Paint Your Data

One of the widgets I very much enjoy when teaching introductory course in data mining is Paint Data widget. In the data I would paint in this widget I would intentionally include some clusters, or intentionally obscure them. Or draw them in any strange shape. Then I would discuss with students if these clusters are identified by k-means clustering. Or by hierarchical clustering. We would also discuss automatic scoring of the quality of clusters, come up with the idea of a silhouette (ok, already invented, but helps if you get this idea on your own as well). And then we would play with various data sets and clustering techniques and their parameters in Orange.

Like in the following workflow where I drew three clusters that were indeed recognized by k-means clustering.
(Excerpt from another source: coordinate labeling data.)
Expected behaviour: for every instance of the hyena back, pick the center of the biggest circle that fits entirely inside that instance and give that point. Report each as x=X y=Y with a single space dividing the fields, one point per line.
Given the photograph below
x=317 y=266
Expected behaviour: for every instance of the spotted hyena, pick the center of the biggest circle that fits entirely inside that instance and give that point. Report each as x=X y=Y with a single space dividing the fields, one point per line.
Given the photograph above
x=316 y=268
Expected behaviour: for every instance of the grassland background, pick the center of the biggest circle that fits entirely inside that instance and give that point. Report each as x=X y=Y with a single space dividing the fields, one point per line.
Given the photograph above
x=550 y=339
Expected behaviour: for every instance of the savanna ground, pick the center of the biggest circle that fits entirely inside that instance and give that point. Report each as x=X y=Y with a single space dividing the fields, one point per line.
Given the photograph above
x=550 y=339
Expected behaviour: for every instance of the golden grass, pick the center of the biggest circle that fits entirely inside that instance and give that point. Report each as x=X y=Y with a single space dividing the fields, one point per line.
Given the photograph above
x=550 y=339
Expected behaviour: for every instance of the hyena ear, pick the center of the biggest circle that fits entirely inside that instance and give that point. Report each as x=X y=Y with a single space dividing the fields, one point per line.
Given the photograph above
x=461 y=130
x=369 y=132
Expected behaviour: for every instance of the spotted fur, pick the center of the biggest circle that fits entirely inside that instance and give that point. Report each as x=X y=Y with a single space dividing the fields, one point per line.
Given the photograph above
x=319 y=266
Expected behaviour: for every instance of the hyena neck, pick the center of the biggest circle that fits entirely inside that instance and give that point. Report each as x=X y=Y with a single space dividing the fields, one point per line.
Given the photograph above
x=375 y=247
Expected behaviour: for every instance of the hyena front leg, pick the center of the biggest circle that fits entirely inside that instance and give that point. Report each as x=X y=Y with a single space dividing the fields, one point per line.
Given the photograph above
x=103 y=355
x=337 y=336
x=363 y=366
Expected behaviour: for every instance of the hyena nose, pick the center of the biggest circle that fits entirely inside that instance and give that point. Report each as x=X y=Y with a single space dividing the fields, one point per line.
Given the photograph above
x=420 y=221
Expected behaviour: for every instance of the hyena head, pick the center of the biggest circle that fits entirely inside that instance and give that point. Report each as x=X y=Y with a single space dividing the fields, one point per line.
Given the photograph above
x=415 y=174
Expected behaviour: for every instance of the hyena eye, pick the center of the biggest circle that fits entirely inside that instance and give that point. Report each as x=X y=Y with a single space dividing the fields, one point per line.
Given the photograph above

Notice that silhouette scoring correctly identified even the number of clusters was guessed correctly. And I also drawn the clustered data in the Scatterplot to check if the clusters are indeed where they should be.


Or like in the workflow below where k-means fails miserably (but some other clustering technique would not).


Paint Data can also be used in supervised setting, for classification tasks. We can set the intended number of classes, and then chose any of these to paint its data. Below I have used it to create the data sets to check the behavior of several classifiers.


There are tons of other workflows where Paint Data can be useful. Give it a try!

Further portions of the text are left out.